State receiver wants probes in Harrisburg bond deals

David Unkovic, the veteran bond attorney appointed with the blessing of (corrected) PA Gov. Tom Corbett to reorganize over the city of Harrisburg's finances, says he's asking for state and federal investigations of “possible illegal activities” surrounding the incinerator bonds that have left the city insolvent, Bloomberg LP reports here.

At a press conference in Harrisburg yesterday, Unkovic cited a report his office published in January saying the city and its paid professionals should have realized the incinerator wasn't likely to make enough money to pay back the bonds they were selling to fund it.

Unkovic asked the US Attorney's Office and Pennsylvania Attorney General Linda Kelly “to investigate possible illegal activities in connection with the matters described” in the report.

The audit detailed the roles of financial advisor RBC Capital Markets, Public Financial Management Inc. of Philadelphia, and Investment Management Advisory Group of Pottstown in helping the city prepare the bond deals. 

At his press converence, Unkovic also"criticized [Dauphin] County Commissioner Jeff Haste, State Sen. Jeffrey Piccola, [bond insurer Assured Guaranty Municipal], financial group RBC Dain Rauscher and Royal Bank of Canada and Stan Rapp, who heads Greenlee Partners, a prominent lobbying firm that represents AGM, the county and RBC in the debt crisis," reports the Harrisburg Patriot News via PennLive.com here.

Unkovic's call for investigations reinforces earlier demands by Harrisburg's City Council, whose attempt to seek Chapter 9 federal bankruptcy reorganization was thwarted by the state's takeover.

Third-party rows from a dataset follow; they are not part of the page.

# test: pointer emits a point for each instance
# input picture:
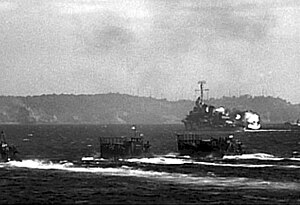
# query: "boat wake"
(182, 178)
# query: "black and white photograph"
(150, 102)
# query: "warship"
(114, 149)
(210, 131)
(7, 152)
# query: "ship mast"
(201, 83)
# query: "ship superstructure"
(210, 131)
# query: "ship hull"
(206, 144)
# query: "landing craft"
(114, 149)
(7, 152)
(209, 131)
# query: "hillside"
(121, 108)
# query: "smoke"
(252, 120)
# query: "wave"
(188, 179)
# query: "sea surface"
(51, 173)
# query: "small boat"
(115, 149)
(7, 152)
(293, 125)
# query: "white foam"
(237, 182)
(260, 156)
(160, 160)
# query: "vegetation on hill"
(122, 108)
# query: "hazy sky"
(162, 47)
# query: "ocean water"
(50, 172)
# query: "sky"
(158, 48)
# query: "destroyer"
(115, 148)
(210, 131)
(8, 152)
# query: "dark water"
(268, 175)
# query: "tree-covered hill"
(122, 108)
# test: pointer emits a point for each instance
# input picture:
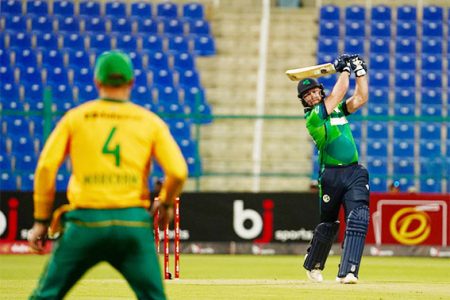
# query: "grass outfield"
(249, 277)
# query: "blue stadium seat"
(141, 9)
(177, 44)
(68, 24)
(379, 78)
(379, 95)
(377, 165)
(199, 26)
(152, 43)
(432, 45)
(8, 180)
(115, 8)
(52, 59)
(377, 130)
(354, 45)
(378, 61)
(405, 61)
(403, 130)
(403, 148)
(406, 13)
(183, 61)
(328, 29)
(37, 7)
(46, 41)
(403, 166)
(429, 130)
(432, 96)
(432, 29)
(380, 29)
(19, 40)
(405, 79)
(12, 7)
(433, 13)
(120, 25)
(15, 23)
(432, 79)
(73, 41)
(94, 25)
(355, 12)
(406, 29)
(404, 110)
(377, 147)
(167, 10)
(379, 45)
(42, 23)
(126, 42)
(193, 10)
(405, 45)
(63, 8)
(405, 95)
(381, 13)
(146, 26)
(354, 28)
(25, 58)
(89, 8)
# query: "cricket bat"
(313, 71)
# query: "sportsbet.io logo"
(410, 226)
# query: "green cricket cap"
(114, 68)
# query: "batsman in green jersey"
(342, 181)
(111, 143)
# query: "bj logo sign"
(410, 222)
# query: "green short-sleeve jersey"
(332, 135)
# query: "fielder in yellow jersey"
(111, 143)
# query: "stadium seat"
(115, 8)
(432, 79)
(378, 61)
(405, 95)
(379, 45)
(403, 130)
(406, 29)
(37, 7)
(405, 62)
(355, 12)
(353, 45)
(63, 8)
(89, 8)
(141, 9)
(68, 24)
(193, 10)
(377, 130)
(380, 29)
(431, 131)
(15, 23)
(328, 29)
(381, 13)
(407, 13)
(354, 28)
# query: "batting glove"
(358, 66)
(342, 64)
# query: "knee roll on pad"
(355, 236)
(323, 238)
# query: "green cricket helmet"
(114, 68)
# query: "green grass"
(250, 277)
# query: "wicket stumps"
(166, 243)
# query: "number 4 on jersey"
(108, 149)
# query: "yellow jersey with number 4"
(110, 145)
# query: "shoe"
(314, 275)
(349, 279)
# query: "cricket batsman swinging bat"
(313, 71)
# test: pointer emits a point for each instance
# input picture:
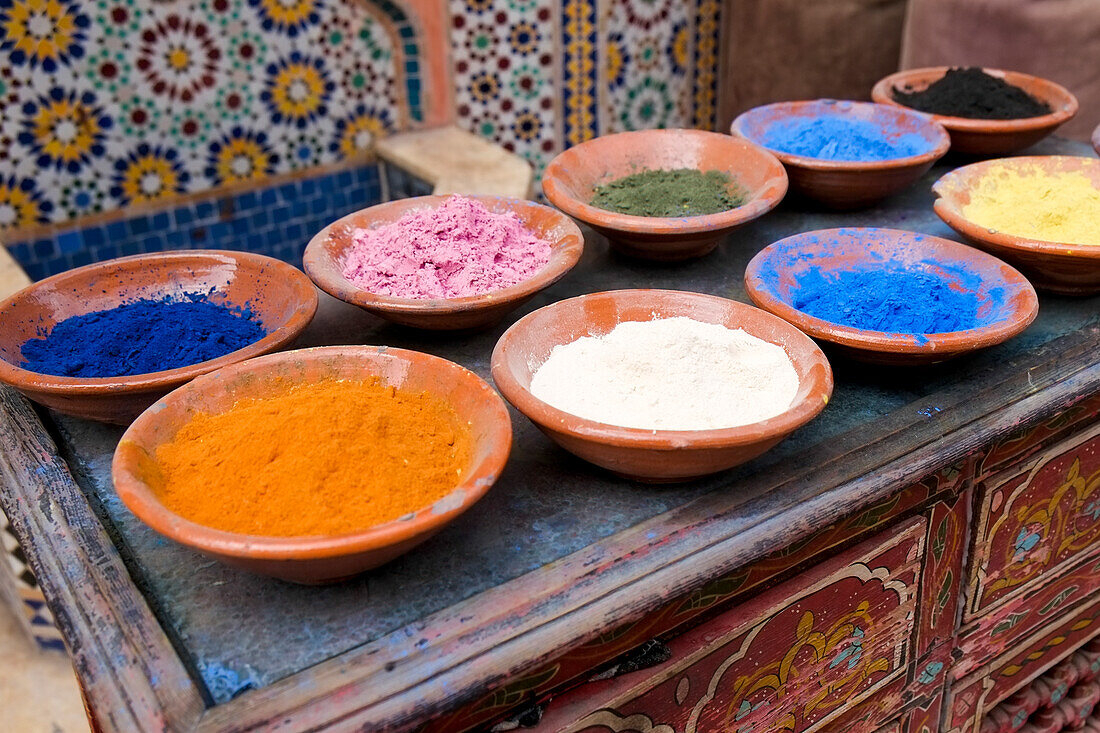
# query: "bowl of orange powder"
(317, 465)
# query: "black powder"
(974, 94)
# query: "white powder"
(669, 374)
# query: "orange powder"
(321, 459)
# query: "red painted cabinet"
(1034, 520)
(793, 658)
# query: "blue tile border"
(276, 220)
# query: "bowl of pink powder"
(443, 262)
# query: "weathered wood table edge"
(130, 669)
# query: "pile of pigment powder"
(669, 374)
(1052, 207)
(974, 94)
(836, 138)
(328, 458)
(679, 193)
(455, 250)
(141, 337)
(892, 298)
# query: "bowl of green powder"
(664, 194)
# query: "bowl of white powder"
(661, 385)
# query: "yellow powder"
(1049, 207)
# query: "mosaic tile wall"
(276, 220)
(111, 102)
(622, 65)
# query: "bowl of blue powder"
(105, 341)
(846, 154)
(890, 296)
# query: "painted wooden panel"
(870, 715)
(925, 715)
(1069, 682)
(1001, 628)
(1031, 440)
(942, 576)
(974, 696)
(1035, 518)
(792, 659)
(575, 666)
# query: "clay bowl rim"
(947, 209)
(1064, 105)
(850, 166)
(756, 207)
(949, 342)
(817, 391)
(141, 500)
(326, 273)
(303, 288)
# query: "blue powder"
(835, 138)
(142, 337)
(890, 298)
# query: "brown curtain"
(783, 50)
(1058, 40)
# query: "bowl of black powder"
(986, 111)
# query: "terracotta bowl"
(278, 294)
(1053, 266)
(571, 177)
(325, 255)
(653, 456)
(326, 558)
(988, 137)
(848, 184)
(1008, 302)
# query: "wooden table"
(924, 550)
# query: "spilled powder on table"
(669, 374)
(455, 250)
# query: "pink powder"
(455, 250)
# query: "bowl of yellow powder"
(1041, 214)
(317, 465)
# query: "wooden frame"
(134, 677)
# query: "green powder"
(680, 193)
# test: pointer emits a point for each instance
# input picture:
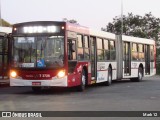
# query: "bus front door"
(127, 59)
(147, 59)
(93, 58)
(3, 58)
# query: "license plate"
(36, 83)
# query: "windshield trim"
(47, 38)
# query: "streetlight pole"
(121, 17)
(0, 15)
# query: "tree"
(147, 26)
(71, 21)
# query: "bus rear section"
(138, 57)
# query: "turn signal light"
(13, 74)
(61, 74)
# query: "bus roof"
(137, 40)
(6, 29)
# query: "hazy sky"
(90, 13)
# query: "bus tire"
(109, 81)
(82, 86)
(140, 76)
(36, 89)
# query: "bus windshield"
(38, 52)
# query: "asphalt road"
(120, 96)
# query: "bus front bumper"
(59, 82)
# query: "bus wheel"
(81, 87)
(109, 82)
(140, 76)
(36, 89)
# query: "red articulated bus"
(49, 53)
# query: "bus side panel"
(74, 79)
(102, 71)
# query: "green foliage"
(146, 26)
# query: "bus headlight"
(61, 74)
(13, 74)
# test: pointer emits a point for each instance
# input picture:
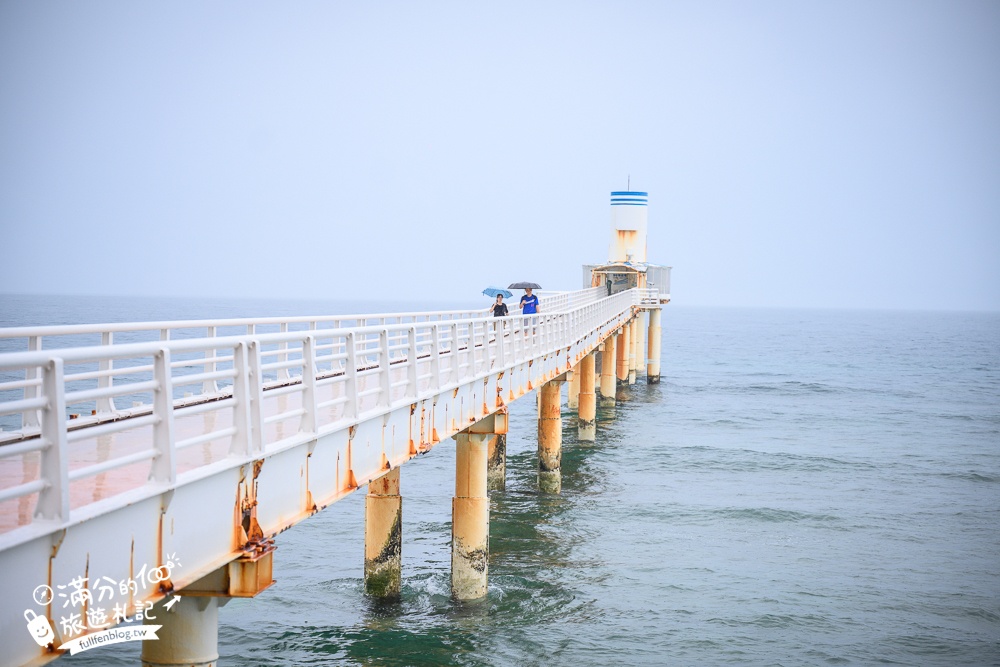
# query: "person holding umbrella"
(499, 308)
(529, 302)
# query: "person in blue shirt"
(529, 303)
(529, 306)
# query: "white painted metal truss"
(120, 456)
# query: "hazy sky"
(842, 154)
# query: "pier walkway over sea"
(142, 483)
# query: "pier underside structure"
(150, 478)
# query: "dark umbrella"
(493, 291)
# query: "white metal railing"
(116, 334)
(255, 392)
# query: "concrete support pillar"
(189, 634)
(573, 393)
(640, 343)
(621, 359)
(633, 326)
(653, 365)
(607, 396)
(383, 536)
(496, 474)
(470, 518)
(588, 400)
(550, 439)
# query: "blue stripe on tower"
(629, 198)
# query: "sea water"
(804, 487)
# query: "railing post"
(164, 463)
(385, 374)
(240, 444)
(455, 360)
(53, 500)
(105, 403)
(309, 419)
(256, 394)
(30, 417)
(411, 362)
(210, 386)
(351, 376)
(283, 352)
(472, 349)
(501, 357)
(436, 356)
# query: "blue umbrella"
(493, 291)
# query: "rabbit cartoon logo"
(39, 627)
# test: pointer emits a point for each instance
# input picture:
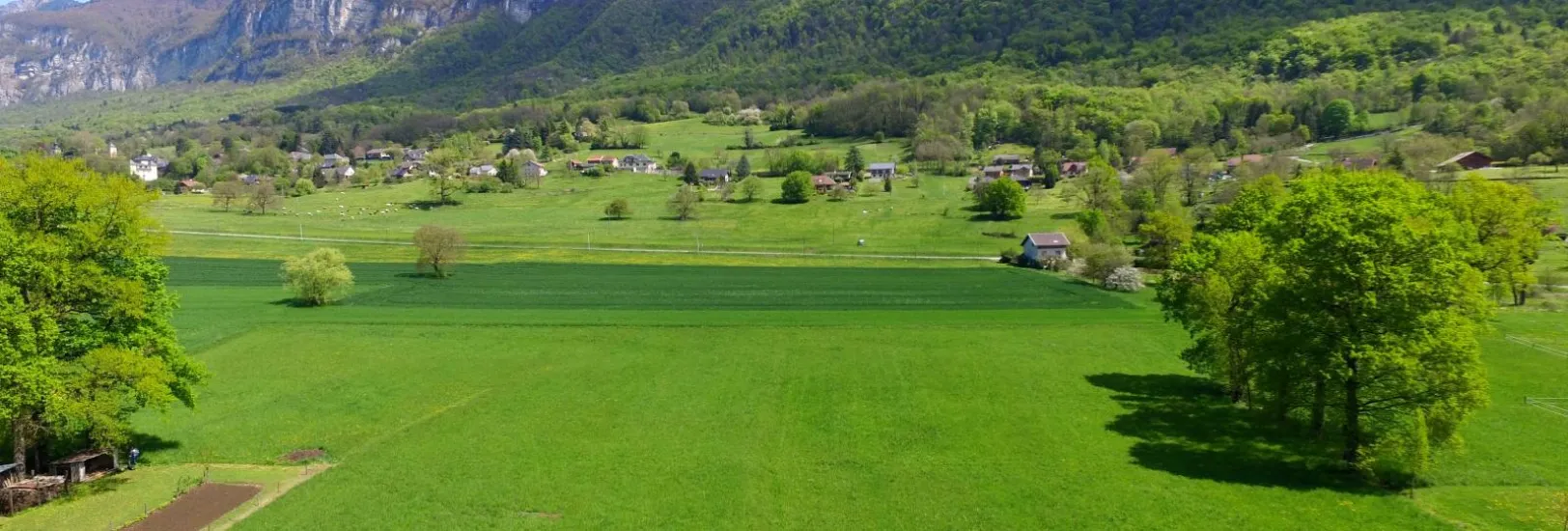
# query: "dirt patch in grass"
(304, 455)
(198, 508)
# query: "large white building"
(146, 168)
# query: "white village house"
(533, 170)
(145, 168)
(883, 170)
(1047, 244)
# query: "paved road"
(583, 248)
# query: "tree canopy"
(85, 334)
(1349, 298)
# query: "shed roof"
(1048, 238)
(80, 456)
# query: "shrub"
(750, 188)
(839, 193)
(797, 188)
(1054, 264)
(303, 186)
(618, 209)
(317, 277)
(1125, 279)
(484, 185)
(1101, 261)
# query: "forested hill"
(796, 45)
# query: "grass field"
(127, 497)
(600, 397)
(570, 211)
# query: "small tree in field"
(439, 249)
(319, 277)
(688, 174)
(618, 209)
(750, 188)
(226, 194)
(797, 188)
(264, 196)
(1002, 198)
(683, 204)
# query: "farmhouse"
(188, 185)
(1468, 160)
(405, 170)
(715, 176)
(1025, 171)
(1364, 161)
(1251, 158)
(824, 183)
(533, 170)
(1022, 182)
(640, 163)
(344, 174)
(1047, 244)
(1009, 160)
(145, 168)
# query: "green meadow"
(608, 397)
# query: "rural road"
(585, 248)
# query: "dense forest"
(1082, 80)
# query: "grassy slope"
(120, 500)
(714, 398)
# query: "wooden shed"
(87, 465)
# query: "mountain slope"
(133, 44)
(796, 45)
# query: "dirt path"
(309, 472)
(198, 508)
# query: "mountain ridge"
(137, 44)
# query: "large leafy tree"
(1509, 221)
(1347, 298)
(1374, 273)
(85, 336)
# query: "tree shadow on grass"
(1186, 427)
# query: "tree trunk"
(19, 442)
(1352, 415)
(1319, 405)
(1283, 402)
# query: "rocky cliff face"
(75, 50)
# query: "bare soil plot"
(198, 508)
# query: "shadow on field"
(1186, 427)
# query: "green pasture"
(522, 395)
(568, 210)
(120, 500)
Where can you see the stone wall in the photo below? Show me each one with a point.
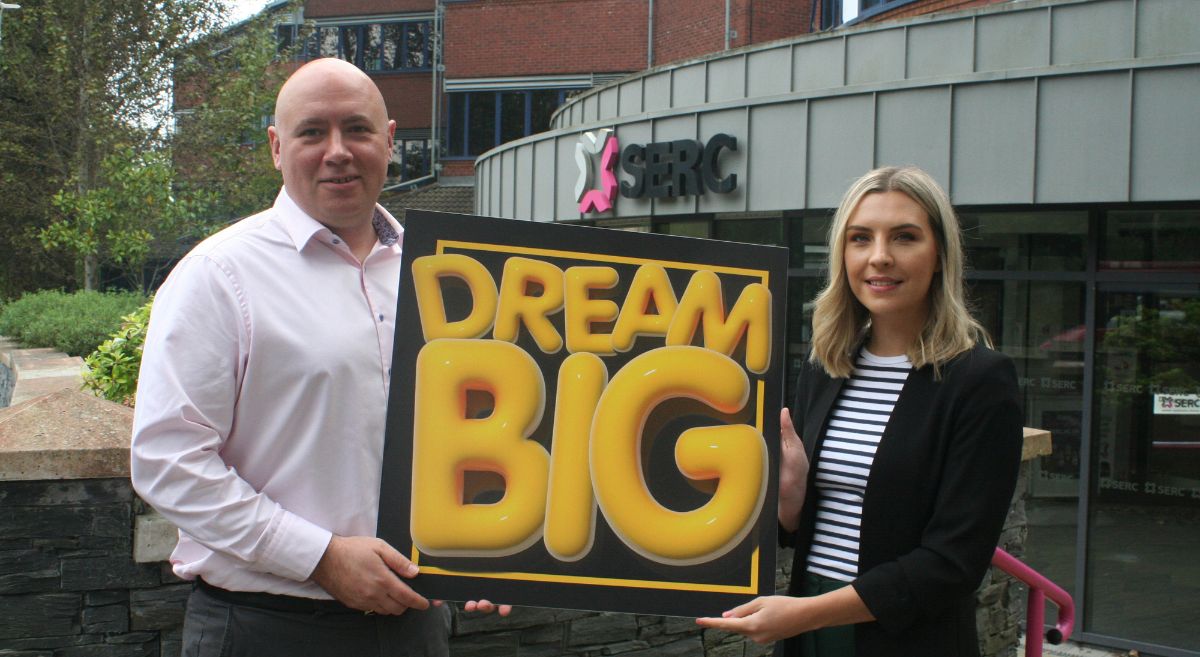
(83, 567)
(69, 583)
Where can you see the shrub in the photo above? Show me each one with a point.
(71, 323)
(113, 367)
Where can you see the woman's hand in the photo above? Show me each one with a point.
(762, 620)
(793, 472)
(774, 618)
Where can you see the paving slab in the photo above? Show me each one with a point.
(65, 435)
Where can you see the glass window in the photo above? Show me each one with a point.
(375, 46)
(808, 241)
(372, 47)
(391, 44)
(1042, 326)
(801, 295)
(481, 116)
(417, 160)
(543, 106)
(409, 158)
(351, 46)
(417, 46)
(521, 113)
(327, 40)
(1151, 240)
(1144, 512)
(1025, 241)
(513, 112)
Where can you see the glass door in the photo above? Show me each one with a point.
(1143, 562)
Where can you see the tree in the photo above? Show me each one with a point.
(81, 80)
(119, 221)
(225, 98)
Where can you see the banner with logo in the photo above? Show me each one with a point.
(585, 417)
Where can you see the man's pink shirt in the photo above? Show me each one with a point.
(259, 420)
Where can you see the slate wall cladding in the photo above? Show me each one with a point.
(70, 588)
(69, 584)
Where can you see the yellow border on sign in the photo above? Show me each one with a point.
(442, 245)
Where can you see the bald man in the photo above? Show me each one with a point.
(259, 422)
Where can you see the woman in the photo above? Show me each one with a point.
(913, 429)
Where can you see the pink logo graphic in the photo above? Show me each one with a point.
(591, 199)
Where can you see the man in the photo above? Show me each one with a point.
(259, 421)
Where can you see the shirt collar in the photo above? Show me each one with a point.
(303, 228)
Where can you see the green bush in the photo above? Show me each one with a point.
(113, 367)
(71, 323)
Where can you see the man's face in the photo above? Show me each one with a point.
(333, 142)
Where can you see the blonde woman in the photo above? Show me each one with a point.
(912, 427)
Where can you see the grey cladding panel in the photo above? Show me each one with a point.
(495, 185)
(1084, 138)
(941, 49)
(841, 146)
(609, 104)
(631, 97)
(657, 92)
(875, 56)
(726, 79)
(546, 174)
(526, 185)
(591, 108)
(665, 130)
(1014, 40)
(768, 72)
(913, 127)
(732, 122)
(1168, 28)
(777, 156)
(688, 86)
(1095, 31)
(991, 151)
(819, 64)
(633, 133)
(507, 182)
(483, 192)
(565, 208)
(1167, 134)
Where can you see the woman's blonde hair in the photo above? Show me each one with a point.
(840, 323)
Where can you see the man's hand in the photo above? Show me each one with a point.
(483, 607)
(365, 573)
(793, 472)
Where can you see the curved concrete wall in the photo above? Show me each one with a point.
(1045, 102)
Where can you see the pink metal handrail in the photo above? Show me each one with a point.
(1035, 610)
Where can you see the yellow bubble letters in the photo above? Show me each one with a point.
(594, 457)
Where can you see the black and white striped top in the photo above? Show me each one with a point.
(844, 462)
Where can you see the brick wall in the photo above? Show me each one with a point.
(531, 37)
(687, 29)
(407, 96)
(771, 19)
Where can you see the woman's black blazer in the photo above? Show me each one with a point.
(935, 504)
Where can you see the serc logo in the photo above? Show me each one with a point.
(591, 198)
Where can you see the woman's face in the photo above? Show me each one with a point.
(891, 258)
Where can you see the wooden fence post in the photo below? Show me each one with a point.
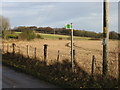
(7, 48)
(93, 61)
(58, 56)
(3, 48)
(19, 51)
(74, 55)
(119, 70)
(35, 53)
(13, 48)
(27, 51)
(45, 53)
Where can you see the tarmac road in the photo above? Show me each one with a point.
(12, 79)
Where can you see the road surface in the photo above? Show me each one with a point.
(12, 79)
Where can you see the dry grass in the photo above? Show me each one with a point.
(85, 49)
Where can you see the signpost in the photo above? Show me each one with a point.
(69, 26)
(105, 36)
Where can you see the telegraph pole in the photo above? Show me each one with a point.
(105, 36)
(72, 58)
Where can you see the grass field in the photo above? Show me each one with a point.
(84, 49)
(52, 36)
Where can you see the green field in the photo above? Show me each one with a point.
(52, 36)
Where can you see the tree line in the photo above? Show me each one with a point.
(63, 31)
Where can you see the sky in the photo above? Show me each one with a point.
(83, 15)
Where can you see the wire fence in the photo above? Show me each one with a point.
(91, 65)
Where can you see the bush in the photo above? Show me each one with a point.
(27, 35)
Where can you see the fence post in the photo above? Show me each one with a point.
(119, 69)
(7, 48)
(35, 53)
(74, 55)
(19, 50)
(27, 51)
(45, 53)
(3, 48)
(58, 56)
(93, 61)
(13, 48)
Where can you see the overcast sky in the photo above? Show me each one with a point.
(83, 15)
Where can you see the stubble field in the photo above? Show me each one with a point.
(84, 50)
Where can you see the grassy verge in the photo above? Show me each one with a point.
(58, 73)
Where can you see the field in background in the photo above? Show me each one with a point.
(84, 49)
(52, 36)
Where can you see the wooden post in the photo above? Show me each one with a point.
(74, 55)
(119, 69)
(7, 48)
(3, 48)
(72, 58)
(105, 36)
(93, 61)
(35, 53)
(58, 56)
(13, 48)
(45, 53)
(27, 51)
(19, 50)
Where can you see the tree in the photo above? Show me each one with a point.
(4, 26)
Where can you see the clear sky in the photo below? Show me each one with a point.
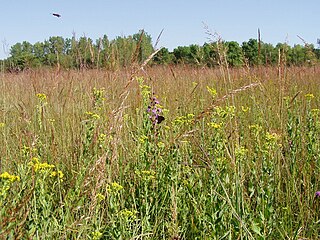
(182, 20)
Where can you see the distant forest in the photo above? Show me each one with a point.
(121, 52)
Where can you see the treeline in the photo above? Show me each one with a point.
(85, 53)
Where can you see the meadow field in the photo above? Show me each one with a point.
(161, 153)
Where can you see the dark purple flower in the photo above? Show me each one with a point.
(154, 110)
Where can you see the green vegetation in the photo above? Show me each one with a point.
(84, 155)
(121, 52)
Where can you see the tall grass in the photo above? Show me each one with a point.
(237, 156)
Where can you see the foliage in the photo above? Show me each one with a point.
(183, 154)
(125, 51)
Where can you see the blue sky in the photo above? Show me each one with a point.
(182, 20)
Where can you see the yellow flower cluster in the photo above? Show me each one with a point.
(9, 177)
(57, 173)
(146, 174)
(38, 166)
(184, 119)
(45, 168)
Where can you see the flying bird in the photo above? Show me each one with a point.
(56, 14)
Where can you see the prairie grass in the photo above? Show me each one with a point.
(237, 156)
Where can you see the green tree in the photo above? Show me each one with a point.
(144, 44)
(163, 57)
(250, 51)
(234, 54)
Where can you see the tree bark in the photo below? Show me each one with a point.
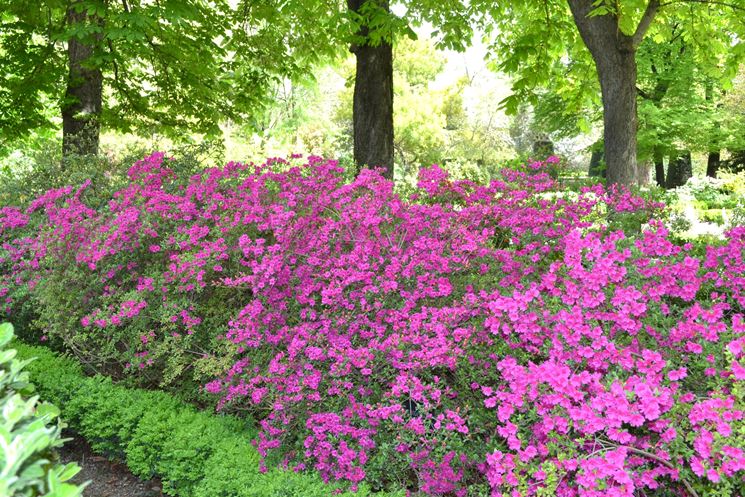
(81, 108)
(679, 170)
(659, 167)
(713, 163)
(373, 100)
(614, 54)
(597, 168)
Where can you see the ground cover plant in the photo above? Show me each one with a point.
(29, 434)
(461, 340)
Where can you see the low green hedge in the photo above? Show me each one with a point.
(194, 453)
(29, 434)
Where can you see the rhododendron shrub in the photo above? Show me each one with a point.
(466, 340)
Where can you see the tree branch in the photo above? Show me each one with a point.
(654, 457)
(710, 2)
(649, 13)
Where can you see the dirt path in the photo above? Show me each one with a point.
(107, 479)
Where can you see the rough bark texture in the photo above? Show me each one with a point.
(679, 170)
(614, 54)
(597, 168)
(81, 108)
(373, 100)
(713, 163)
(659, 167)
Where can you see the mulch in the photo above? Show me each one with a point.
(107, 478)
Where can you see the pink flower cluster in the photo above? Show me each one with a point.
(468, 335)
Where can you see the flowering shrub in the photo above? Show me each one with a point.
(467, 340)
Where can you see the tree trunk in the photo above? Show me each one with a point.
(617, 75)
(659, 167)
(679, 170)
(597, 168)
(81, 108)
(712, 164)
(373, 100)
(614, 54)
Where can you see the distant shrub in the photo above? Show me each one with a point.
(505, 338)
(28, 436)
(194, 454)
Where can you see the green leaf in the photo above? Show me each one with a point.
(6, 333)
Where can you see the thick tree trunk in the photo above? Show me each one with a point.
(597, 168)
(614, 54)
(617, 73)
(679, 170)
(659, 167)
(373, 100)
(713, 163)
(81, 108)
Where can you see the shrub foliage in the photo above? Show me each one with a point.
(507, 339)
(28, 435)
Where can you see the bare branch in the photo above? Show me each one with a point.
(649, 13)
(732, 6)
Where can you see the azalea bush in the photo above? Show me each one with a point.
(465, 339)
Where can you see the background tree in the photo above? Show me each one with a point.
(175, 66)
(534, 35)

Mark Schwartz, lawyer for the council, told me Unkovic has changed his position "180 degrees," and that a bankruptcy filing is now more likely.

Council wants to raise taxes and cut bond payments to ease its financial crisis; state officials have favored selling city assets instead. But in his report Unkovic added that Harrisburg's limited tax base will make it tough to pay its future bills even if its current bond debt is eased by asset sales.

Bloomberg lists the receiver case as TD Bank, NA, V. The Harrisburg Authority, 2010-CV-11737, Court of Common Pleas, Dauphin County, Pennsylvania (Harrisburg); and the abortive bankruptcy case as In re City of Harrisburg, Pennsylvania, 1:11-bk-06938, U.S. Bankruptcy Court, Middle District of Pennsylvania (Harrisburg).